24 de Agosto.- Querida Ainara: el domingo pasado cumpliste cuatro años. Yo te llamé desde la orilla del Danubio, muy cerca del lugar en donde tú viste el río por primera vez.
Necesitaba refrescarme un rato.
Viena, estos días, está siendo azotada (¡Por fin!) por una ola de calor que nos ha hecho sudar de verdad por primera vez en este año.
Estuvimos hablando un rato por el manos libres del coche de tu padre. Me dijiste que me quieres mucho, me tiraste besos y luego te pusiste a contarme que te habían regalado una cama elástica en la que, según me ha contado tu abuela, no paraste de botar durante toda tu fiesta de cumpleaños.

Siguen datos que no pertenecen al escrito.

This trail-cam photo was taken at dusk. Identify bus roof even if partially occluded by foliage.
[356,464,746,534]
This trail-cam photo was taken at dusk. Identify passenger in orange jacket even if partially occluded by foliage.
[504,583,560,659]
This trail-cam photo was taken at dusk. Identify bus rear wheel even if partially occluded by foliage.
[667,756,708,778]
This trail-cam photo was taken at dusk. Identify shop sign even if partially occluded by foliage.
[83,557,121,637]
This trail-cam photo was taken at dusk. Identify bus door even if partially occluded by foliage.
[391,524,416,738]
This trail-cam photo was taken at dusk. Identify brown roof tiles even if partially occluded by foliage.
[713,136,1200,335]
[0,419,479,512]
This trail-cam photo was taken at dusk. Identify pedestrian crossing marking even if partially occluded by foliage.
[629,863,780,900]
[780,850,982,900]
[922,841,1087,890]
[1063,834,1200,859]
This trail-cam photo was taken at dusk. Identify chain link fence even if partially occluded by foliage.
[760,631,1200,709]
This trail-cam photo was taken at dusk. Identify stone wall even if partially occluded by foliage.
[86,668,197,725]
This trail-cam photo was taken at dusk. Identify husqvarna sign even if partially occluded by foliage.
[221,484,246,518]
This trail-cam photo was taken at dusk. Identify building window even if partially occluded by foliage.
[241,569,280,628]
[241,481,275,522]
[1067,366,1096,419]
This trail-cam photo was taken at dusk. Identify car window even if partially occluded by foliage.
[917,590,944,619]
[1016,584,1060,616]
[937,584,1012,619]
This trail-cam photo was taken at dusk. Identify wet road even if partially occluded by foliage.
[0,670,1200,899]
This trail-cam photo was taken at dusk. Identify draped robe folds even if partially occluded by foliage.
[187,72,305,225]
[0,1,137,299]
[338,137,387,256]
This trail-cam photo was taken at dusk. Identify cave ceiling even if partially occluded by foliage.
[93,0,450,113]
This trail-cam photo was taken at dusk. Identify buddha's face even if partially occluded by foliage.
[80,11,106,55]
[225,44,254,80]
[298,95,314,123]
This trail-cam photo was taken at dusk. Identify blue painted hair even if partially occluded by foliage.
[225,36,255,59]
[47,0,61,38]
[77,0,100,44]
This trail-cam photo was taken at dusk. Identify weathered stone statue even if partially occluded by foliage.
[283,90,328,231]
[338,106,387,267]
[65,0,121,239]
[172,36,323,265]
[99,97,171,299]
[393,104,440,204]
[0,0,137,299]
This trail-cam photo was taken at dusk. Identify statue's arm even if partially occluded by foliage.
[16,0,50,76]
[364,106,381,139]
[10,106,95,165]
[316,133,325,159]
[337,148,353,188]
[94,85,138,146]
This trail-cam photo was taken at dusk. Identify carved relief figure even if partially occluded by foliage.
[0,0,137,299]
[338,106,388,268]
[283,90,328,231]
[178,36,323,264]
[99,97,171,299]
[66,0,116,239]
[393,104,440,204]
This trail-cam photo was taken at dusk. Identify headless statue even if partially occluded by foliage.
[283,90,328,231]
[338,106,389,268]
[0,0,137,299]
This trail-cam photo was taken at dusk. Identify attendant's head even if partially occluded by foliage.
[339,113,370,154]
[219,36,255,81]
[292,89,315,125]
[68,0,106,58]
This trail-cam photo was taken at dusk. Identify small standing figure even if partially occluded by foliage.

Para mí, Ainara, es siempre una sorpresa escucharte hablar con esa vocecita cantarina que se te ha puesto. No es que antes pensara que ibas a permanecer como la niña frágil del abriguito azul que estuvo a verme el verano pasado pero, cuando comparo aquella imagen y, sobre todo, aquella imposibilidad de saber lo que te pasaba por la cabeza –todo niño es un misterio– con la charla de hoy, siento que estoy ante un milagro que me llena de alegría y me deja un cierto poso de incredulidad.
Cuando colgué el teléfono, sin embargo, me invadió una suerte de ligera melancolía. Por una de esas asociaciones de ideas que a veces tenemos, recordé una conversación que había tenido hace un par de semanas, mientras cenaba en un heuriger con unos amigos.
A la mesa se sentaban dos señoras de mediana edad, madres de familias numerosas, y una tercera mujer, que tiene un hijo más o menos del tiempo que tú tienes (este niño nació el día de reyes de 2007 y tú en Agosto, o sea, que os lleváis meses).
Cuando la madre joven empezó a contar historias de su niño, las otras dos se vieron invadidas de manera visible por una agridulce nostalgia. Sonriendo, le aconsejaron a la joven que disfrutase de estos pocos meses porque, según ellas (muy austriacas las dos), el crío estaba dejando atrás la niñez.
A mí me sorprendió mucho esta afirmación porque, en España, el abandono de la niñez está vinculado, sobre todo, a la pérdida de la inocencia.
Por lo menos, en mi época.
Reflexionando, sin embargo, me di cuenta de que, para los habitantes del país que me acoge, este abandono de la niñez tiene más que ver con ese proceso que, según el viejo mito, llevó a Adán (mordisco mediante) a saber lo que valía un peine.
Hay que tener en cuenta que, para los austriacos, la niñez (esa niñez) es, sobre todo, irresponsabilidad.
Con las primeras letras, que tú empezarás a aprender en septiembre, los niños austriacos empiezan a asumir también que la vida va en serio y que todos los actos tienen sus consecuencias.
Empiezan a ser evaluados, reciben boletines de notas, empiezan (aunque de esto los austriacos no se dan demasiada cuenta) a recibir dosis masivas del veneno de la competitividad. La sociedad, mediante el sistema educativo, empieza a colocarlos en el carril por el que discurrirá su vida. Este al gymnasium, el otro a la HTL (una cosa como la Formación Profesional española) y así.
Quizá las madres tuviesen su razón y este proceso, que termina convirtiendo al niño en adulto, fuese más dañino para la inocencia que el aprender la utilización de las herramientas que tenemos entre las piernas. Al fin y al cabo, los animales son del todo inocentes y ninguno tiene problemas al respecto.